Presented by: J.C. Lee - View Audio/Video Presentation (Members Only)


J.C. Lee(1), H.-D. Jang(1), S.-W. Choi(1), J.-H. Kim(2), B.-J. Shin(1)

(1) Soonchunhyang University, Orthopaedic Surgery, Seoul, Korea, Republic of
(2) Inje University Sanggye Paik Hospital, Orthopaedic Surgery, Seoul, Korea, Republic of



Background: Minimally invasive transpsoas lateral lumbar interbody fusion (LLIF) has been reported as an effective surgical option for various lumbar diseases. Many researchers reported high fusion rate and clinical excellence of LLIF with the use of bone morphogenic protein (BMP). However, there have been no studies on LLIF without the use of BMP.

Study Purpose: To analyze radiologic and clinical results of patients who underwent minimally invasive lateral lumbar interbody fusion without the use of BMP. Furthermore, we analyzed frequency of cage subsidence and its impact on the radiologic and clinical outcome.

Materials and Methods: Fifty patients and 109 levels treated by minimally invasive LLIF were included. There were 20 male and 30 female patients with the average age of 69 years. Average follow up period was 17.6 months (12-42months). Twelve patients received surgery on 1 level, 20 patients on 2 levels, 17 patients on 3 levels, and 1 patient on 4 levels, respectively. Operated levels were L1-2 in 5 cases, L2-3 in 27, L3-4 in 41, and L4-5 in 34, respectively. Graft material used for PEEK cage was autogenous bone only in 9 levels, autogenous bone and DBM in 19 levels, and DBM only in 81 levels. Radiologic evaluation included intervertebral disc height, segmental lordosis, lumbar lordosis, fusion rate, cage subsidence grade, and the bone mineral density. Radiologic fusion was determined by Bridwell's grade, and cage subsidence by Marchi's grade. Clinical outcome was evaluated by VAS of low back pain and leg pain, and ODI score. The above clinical and radiologic variables were analyzed statistically for comparison of cage subsidence and non-subsidence groups.

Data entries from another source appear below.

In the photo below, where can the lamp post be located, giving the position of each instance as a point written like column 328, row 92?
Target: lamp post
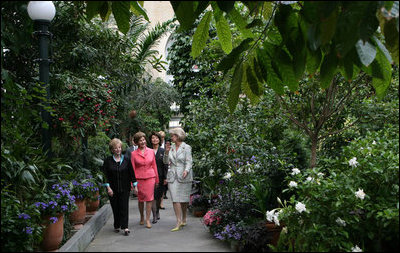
column 42, row 12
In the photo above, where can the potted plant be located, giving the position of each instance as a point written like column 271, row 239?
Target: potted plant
column 198, row 204
column 53, row 204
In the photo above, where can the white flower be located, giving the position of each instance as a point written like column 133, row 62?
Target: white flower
column 227, row 175
column 353, row 162
column 360, row 194
column 300, row 207
column 295, row 171
column 341, row 222
column 309, row 179
column 270, row 215
column 356, row 249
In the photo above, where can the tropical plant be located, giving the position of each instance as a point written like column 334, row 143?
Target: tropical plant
column 20, row 223
column 56, row 200
column 347, row 203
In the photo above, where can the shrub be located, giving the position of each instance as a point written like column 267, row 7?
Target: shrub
column 352, row 203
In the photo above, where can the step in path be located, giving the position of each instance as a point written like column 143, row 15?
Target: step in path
column 193, row 237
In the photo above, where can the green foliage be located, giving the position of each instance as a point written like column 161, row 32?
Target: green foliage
column 338, row 216
column 20, row 223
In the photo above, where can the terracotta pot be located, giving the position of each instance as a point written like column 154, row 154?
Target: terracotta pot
column 275, row 230
column 93, row 205
column 199, row 212
column 52, row 233
column 78, row 216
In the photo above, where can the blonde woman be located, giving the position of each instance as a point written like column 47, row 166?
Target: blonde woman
column 120, row 178
column 179, row 176
column 144, row 164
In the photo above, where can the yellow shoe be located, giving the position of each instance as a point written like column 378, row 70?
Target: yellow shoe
column 176, row 229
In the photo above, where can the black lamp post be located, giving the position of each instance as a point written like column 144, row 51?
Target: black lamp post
column 42, row 12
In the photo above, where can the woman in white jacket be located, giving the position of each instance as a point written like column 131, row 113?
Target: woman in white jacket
column 179, row 176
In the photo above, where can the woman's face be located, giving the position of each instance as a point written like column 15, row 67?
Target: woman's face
column 174, row 138
column 116, row 150
column 142, row 142
column 155, row 140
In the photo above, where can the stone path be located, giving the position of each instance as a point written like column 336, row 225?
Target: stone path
column 193, row 237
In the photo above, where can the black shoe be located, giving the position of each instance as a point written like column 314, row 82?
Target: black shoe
column 126, row 232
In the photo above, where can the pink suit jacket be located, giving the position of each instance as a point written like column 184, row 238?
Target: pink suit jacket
column 144, row 165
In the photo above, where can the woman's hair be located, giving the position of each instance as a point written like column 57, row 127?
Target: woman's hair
column 138, row 136
column 113, row 143
column 178, row 132
column 155, row 134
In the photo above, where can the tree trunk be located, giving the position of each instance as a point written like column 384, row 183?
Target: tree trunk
column 314, row 145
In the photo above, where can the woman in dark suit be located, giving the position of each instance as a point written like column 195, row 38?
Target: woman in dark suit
column 155, row 139
column 120, row 178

Result: Average LBP VAS was decreased from preoperative 5.5 to 2.2 at final follow-up, leg pain from 6.1 to 1.4, and ODI score from 25.6 to 12.9, with statistical significance (p< 0.001). Average disc height was increased from preoperative 5.9 mm to postoperative 11.5 mm, and subsequently decreased to 9.6 mm at final follow-up. Average lumbar lordosis increased from preoperative 18.6 degrees to postoperative 24.2 degrees, and 21.4 degree at final follow up. Radiologic fusion rate was 90.8%. Cage subsidence was observed in 6 levels (5.5%) on immediate postoperative radiograph; and in 20 levels (18.3%) at final follow-up. Comparison between cage subsidence and non-subsidence groups indicated no significant difference in age and BMD. Furthermore, preoperative and final follow-up measurement of disc height, VAS score of LBP and leg pain, and ODI score were not different between the 2 groups. However, pseudarthrosis rate and loss of lumbar lordosis was higher, and BMI was lower in subsidence group.

Conclusion: Minimally invasive LLIF was an effective surgical option with high fusion rate even without the use of BMP. Cage subsidence did not significantly deteriorate clinical outcome, however, it increased incidence of pseudarthrosis and loss of lumbar lordosis correction.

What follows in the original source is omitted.